128GB of DDR4 will populate 8 (already doubled up) DIMM slots at maximum capacity, a heavy load on the CPU iMCs. And it'll be hard to maintain stable (DDR4/XMP) overclock on an iMC which services so many cores and caches. I'm not sure what the exact specs are, but the i9 won't natively support non-JEDEC DDR4-3000, it'll more likely be JEDEC DDR4-2400 or -2667. The advantage of X299 HEDT is quad-channel memory bandwidth, which multiplies still further at higher memory frequencies ... if your work is heavily RAM intensive then you might actually need to tradeoff more CPU cores vs faster (overclocked) DDR4, the simpler CPU parts will tend to run memories at higher frequencies than the complex CPU parts can, plus the simpler CPU parts tend to have faster clocks.

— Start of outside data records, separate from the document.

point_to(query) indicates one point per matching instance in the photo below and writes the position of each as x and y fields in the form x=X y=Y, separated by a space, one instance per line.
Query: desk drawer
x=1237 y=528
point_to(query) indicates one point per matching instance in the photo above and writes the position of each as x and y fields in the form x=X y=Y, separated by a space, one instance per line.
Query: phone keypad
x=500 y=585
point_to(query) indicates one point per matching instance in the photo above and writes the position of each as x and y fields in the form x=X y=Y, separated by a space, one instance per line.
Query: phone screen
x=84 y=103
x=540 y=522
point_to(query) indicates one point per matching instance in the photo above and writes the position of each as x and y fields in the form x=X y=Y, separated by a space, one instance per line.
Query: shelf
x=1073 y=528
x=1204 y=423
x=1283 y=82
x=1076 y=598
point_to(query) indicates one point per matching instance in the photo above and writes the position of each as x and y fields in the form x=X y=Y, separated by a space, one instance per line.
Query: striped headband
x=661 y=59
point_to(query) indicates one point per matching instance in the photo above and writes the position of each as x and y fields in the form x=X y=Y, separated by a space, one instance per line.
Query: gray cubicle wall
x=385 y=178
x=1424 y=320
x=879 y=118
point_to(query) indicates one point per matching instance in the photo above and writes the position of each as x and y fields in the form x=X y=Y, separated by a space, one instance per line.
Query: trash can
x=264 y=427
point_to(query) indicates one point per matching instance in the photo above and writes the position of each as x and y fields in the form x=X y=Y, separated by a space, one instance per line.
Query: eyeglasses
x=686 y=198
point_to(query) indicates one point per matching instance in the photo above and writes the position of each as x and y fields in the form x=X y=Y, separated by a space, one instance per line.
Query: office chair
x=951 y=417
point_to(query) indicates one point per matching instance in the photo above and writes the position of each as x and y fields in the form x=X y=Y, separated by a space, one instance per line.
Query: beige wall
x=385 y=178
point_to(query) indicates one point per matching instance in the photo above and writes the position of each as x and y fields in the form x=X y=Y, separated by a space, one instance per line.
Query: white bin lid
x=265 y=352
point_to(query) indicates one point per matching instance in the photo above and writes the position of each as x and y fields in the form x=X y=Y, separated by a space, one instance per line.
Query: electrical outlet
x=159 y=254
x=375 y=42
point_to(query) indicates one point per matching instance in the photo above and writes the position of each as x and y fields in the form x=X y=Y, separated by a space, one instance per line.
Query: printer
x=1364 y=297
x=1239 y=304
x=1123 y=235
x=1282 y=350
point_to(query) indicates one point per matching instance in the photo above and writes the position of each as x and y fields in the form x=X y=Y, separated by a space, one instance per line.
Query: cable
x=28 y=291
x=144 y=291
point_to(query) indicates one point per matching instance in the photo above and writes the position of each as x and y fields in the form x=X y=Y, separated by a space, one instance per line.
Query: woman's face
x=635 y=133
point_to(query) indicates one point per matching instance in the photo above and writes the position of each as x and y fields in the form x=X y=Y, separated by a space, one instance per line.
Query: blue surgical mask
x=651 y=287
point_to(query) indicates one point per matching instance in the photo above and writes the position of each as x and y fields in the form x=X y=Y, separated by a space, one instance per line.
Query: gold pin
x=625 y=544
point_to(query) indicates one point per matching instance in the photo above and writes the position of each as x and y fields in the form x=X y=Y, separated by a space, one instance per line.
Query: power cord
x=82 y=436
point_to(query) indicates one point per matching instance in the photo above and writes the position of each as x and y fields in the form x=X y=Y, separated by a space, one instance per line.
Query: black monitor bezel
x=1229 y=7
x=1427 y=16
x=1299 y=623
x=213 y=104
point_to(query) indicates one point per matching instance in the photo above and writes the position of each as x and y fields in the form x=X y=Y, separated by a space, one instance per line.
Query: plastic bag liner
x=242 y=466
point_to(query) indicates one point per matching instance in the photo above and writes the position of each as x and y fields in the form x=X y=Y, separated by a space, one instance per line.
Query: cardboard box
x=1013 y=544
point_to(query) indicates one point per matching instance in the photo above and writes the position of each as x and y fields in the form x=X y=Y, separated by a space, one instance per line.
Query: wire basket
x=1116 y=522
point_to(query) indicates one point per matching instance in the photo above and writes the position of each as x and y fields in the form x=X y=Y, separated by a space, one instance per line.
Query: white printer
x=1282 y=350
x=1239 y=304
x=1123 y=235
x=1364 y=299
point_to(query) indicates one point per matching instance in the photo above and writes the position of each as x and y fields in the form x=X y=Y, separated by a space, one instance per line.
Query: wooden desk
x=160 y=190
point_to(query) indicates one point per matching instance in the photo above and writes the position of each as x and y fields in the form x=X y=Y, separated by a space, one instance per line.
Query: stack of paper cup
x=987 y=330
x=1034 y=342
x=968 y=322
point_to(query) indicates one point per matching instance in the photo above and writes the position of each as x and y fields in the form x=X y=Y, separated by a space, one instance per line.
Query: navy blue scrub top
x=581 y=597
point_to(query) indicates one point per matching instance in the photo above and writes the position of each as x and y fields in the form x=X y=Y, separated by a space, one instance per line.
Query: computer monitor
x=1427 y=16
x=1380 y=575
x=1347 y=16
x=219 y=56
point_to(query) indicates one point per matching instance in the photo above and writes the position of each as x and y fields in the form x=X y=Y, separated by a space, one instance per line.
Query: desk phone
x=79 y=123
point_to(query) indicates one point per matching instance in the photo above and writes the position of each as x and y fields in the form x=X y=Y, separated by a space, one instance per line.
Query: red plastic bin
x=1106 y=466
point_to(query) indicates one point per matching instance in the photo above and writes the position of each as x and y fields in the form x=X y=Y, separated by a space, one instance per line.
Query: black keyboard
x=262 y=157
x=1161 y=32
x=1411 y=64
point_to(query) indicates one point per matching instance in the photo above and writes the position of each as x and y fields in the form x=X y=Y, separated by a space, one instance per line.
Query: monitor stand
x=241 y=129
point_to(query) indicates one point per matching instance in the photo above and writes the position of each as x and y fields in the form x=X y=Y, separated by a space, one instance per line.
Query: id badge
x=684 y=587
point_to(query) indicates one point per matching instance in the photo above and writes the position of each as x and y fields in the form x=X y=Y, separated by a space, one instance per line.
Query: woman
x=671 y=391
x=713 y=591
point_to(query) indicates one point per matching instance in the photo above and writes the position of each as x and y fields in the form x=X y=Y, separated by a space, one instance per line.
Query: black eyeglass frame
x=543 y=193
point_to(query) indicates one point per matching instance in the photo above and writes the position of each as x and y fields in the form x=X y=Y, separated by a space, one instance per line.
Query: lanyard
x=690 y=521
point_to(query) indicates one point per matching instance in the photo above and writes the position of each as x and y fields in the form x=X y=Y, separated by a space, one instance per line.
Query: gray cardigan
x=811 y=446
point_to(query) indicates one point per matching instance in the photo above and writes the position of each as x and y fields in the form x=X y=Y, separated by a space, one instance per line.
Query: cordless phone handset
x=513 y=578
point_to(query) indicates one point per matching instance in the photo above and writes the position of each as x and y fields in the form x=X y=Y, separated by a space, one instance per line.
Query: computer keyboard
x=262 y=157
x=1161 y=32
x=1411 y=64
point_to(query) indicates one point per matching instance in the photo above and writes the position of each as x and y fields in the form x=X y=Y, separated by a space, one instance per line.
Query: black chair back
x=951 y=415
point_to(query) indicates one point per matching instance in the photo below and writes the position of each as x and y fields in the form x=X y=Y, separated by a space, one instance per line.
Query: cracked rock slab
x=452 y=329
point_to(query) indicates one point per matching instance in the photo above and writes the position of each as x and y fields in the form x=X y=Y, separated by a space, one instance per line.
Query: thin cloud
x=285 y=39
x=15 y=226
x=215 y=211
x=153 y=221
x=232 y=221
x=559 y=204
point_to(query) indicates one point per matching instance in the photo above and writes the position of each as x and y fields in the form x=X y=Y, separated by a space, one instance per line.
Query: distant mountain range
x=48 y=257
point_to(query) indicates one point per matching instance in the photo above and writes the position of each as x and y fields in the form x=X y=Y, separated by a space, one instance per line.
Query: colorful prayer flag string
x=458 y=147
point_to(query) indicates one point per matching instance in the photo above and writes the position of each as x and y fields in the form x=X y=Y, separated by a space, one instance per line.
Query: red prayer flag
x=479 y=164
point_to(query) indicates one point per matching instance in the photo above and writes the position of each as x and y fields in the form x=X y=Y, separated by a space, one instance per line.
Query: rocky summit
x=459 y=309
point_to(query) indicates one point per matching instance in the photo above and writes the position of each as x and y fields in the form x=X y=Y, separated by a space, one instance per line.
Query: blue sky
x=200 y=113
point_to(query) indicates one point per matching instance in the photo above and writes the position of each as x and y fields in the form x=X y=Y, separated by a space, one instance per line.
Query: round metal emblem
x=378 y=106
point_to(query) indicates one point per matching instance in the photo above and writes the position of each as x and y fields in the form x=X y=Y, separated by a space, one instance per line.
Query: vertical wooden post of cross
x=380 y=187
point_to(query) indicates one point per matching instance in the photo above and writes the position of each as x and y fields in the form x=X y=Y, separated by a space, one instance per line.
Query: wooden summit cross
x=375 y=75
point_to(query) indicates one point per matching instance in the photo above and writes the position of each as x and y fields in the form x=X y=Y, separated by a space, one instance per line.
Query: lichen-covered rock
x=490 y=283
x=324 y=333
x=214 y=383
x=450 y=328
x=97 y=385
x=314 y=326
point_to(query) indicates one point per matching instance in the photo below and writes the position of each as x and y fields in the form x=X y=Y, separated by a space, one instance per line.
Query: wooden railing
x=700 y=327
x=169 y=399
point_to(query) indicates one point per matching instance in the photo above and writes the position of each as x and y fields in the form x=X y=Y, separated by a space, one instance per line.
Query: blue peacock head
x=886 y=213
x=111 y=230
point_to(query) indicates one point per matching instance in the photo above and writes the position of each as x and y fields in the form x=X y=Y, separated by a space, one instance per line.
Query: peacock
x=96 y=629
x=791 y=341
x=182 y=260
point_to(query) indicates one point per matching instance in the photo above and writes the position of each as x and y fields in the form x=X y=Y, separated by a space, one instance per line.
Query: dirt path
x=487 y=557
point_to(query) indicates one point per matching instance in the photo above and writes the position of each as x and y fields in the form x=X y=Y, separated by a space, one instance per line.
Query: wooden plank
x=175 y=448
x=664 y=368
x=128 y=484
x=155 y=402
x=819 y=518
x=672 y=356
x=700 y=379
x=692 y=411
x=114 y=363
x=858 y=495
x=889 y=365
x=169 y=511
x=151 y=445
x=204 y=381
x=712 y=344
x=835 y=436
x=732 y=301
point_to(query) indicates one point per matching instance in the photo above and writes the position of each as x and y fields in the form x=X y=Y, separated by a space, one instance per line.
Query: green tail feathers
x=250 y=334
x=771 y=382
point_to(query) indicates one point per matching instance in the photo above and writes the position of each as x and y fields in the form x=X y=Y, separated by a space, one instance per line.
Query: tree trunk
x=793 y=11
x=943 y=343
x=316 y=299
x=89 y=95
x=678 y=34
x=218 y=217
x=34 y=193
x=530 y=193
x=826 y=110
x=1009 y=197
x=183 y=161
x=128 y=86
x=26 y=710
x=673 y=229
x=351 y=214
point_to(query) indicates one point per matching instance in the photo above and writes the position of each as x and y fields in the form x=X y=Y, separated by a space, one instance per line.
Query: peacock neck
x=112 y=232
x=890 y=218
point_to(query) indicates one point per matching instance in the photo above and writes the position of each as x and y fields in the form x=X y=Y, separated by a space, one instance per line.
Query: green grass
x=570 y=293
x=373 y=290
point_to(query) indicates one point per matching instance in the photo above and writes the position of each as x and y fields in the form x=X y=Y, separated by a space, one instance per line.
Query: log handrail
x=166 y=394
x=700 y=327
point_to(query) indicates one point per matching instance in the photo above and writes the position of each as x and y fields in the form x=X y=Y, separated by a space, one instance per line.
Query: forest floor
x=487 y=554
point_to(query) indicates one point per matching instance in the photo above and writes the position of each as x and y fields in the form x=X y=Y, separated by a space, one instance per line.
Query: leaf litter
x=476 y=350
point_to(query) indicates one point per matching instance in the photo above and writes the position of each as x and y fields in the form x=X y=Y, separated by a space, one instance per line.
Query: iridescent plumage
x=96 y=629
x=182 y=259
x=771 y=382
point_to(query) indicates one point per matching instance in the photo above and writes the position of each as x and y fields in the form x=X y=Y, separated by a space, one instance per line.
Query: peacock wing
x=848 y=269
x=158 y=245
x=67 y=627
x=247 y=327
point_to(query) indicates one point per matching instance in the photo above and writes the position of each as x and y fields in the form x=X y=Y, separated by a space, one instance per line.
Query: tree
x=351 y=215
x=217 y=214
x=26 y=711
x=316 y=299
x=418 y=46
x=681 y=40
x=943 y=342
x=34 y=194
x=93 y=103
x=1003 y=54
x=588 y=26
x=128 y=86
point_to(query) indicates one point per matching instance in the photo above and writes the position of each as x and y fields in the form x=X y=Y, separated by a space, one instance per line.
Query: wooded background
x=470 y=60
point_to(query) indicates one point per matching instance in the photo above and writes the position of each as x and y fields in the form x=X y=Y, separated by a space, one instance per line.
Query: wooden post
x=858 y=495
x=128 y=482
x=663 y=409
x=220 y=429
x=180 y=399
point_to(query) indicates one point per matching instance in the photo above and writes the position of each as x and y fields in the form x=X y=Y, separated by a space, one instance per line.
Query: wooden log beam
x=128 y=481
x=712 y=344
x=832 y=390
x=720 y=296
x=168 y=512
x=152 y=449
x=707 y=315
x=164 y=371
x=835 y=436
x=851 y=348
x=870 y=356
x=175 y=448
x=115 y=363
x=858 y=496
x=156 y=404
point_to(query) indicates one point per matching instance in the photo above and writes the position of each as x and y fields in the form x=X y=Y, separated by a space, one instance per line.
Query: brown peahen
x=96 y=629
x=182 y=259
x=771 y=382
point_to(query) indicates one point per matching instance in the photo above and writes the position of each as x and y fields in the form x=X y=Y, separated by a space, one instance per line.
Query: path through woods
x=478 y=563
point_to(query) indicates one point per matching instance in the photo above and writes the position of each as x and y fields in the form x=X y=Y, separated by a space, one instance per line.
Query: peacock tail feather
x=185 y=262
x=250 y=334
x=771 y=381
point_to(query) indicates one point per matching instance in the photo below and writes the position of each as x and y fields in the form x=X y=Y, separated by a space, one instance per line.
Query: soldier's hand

Rampage and Strix (and other ROG-branded mobos) provide a whole lot of features ... added cost, added complexity, reduced stability, diminished system performances (unless overclocking and stuff, lol). I'm not bashing ROG mobos at all - my "workstation" is built off one - but I am saying they're not the best choice for everyone and there's no sense paying more for a ton of bling and features if you have no intention of using them - an ASUS PRIME or -WS mobo is a more compelling and reliable choice for many professionals. A Xeon-based platform is also a more compelling price, not as exciting (though you might be surprised by what's being offered) but much more thoroughly documented and supported and reliable and *capable* at doing real hard computing work than consumer-based platforms ... and at comparable prices to X299/i9.